Excavations


... nothing is more essential to public interest than the preservation of public liberty.

- David Hume



Thursday, July 9, 2020

“Wuhan Diary”: A Book Review

Wuhan Diary is celebrated Chinese writer Fang Fang’s 60-entry-account of lockdown in her native city, epicenter of the novel coronavirus outbreak.[1]  The Diary was originally published online daily on microblogging sites Weibo and WeChat, and it attracted millions of followers, though her own access to the latter was blocked after the death of famed ophthalmologist, Dr. Li Wenliang.  The Diary has since been translated from the Chinese and is available to e-readers, also recently published in book form by HarperCollins.  It runs from January 25 to March 24, 2020.

The Diary gives readers great insight as to how uncompromising the lockdown was for the people in Wuhan in particular, for example: one man placed on quarantine was forced to abandon his disabled son resulting in the latter’s death by starvation.  In another incident, hospital workers and patients were required to sing patriotically, while officials remained apparently oblivious to the fact that the coronavirus is  a pneumonic disease affecting the lungs. 

But Fang Fang also reveals the apparent degree of complacency in the three week period of the outbreak prior to writing, which included concealment and its close cousin, censorship.  Officials repeatedly touted the line that it was “not contagious” and even “preventable”, and the author reminds the reader of this throughout, along with calls for accountability for their malfeasance.  A conference of some 40,000 people went ahead in this same “lax” period, and, according to the Mayor of Wuhan, about 5 million people  vacated the metropolis in advance of the Lunar New Year.  No wonder the virus spread beyond China’s borders.

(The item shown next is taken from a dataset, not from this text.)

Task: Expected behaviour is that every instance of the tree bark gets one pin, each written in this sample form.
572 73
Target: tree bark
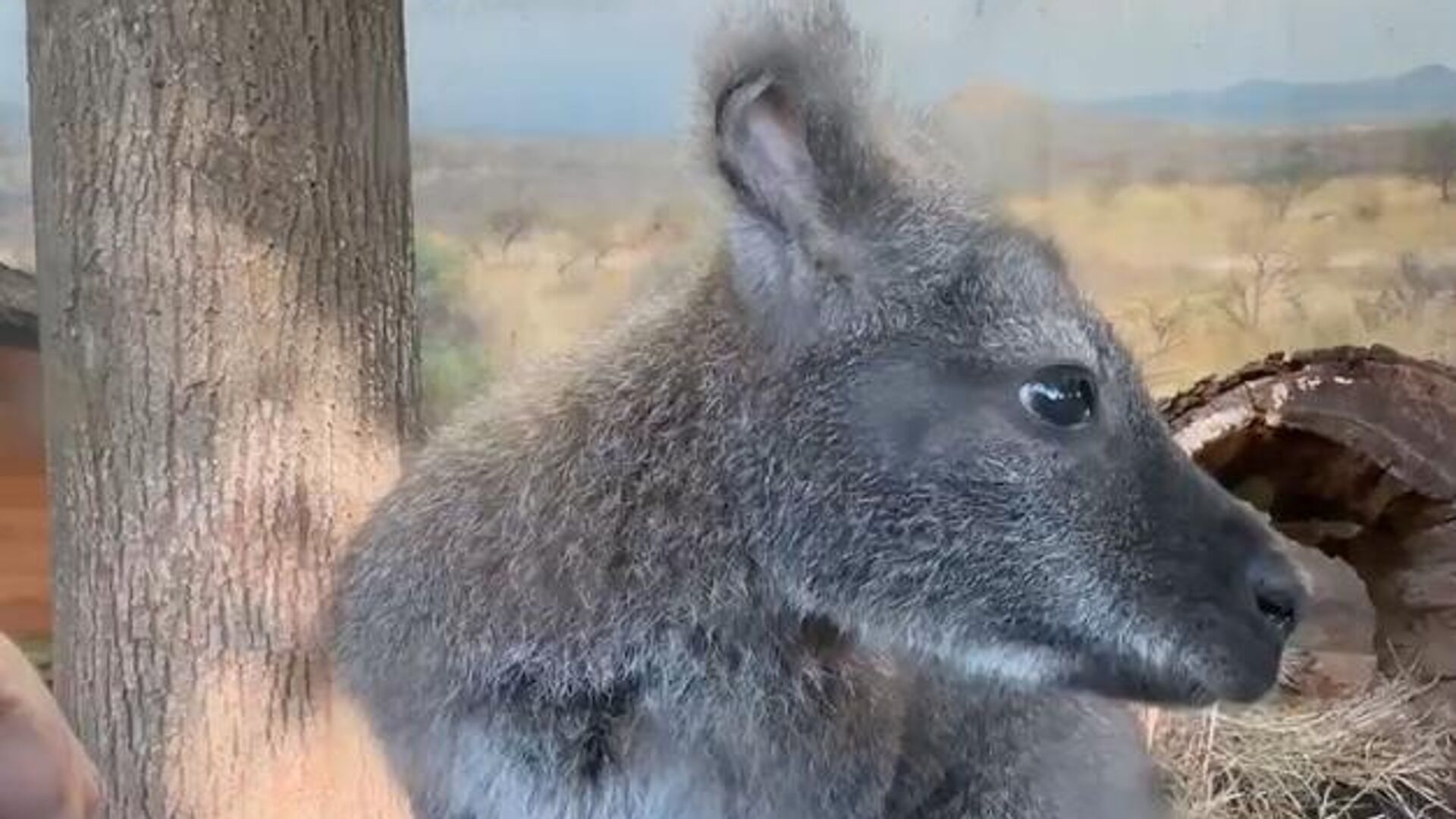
221 196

Elsewhere the author remarks how on how Chinese abroad rallied to the cause (likely also prompted by the United Front, a product of President Xi’s machinations for overseas influence), and cleaned out store supplies of Personal Protective Equipment (PPE) in their respective countries to send back to China.  Being a humanitarian, Fang Fang notes with perplexed sadness how the virus spread beyond China’s borders resulting in a shortage of PPE’s in the very countries from which these supplies first came.  One wonders, however, if President Xi’s decision to continue with air travel between China and the rest of the world was motivated, in part, by a less than benevolent desire to monopolize these materials. 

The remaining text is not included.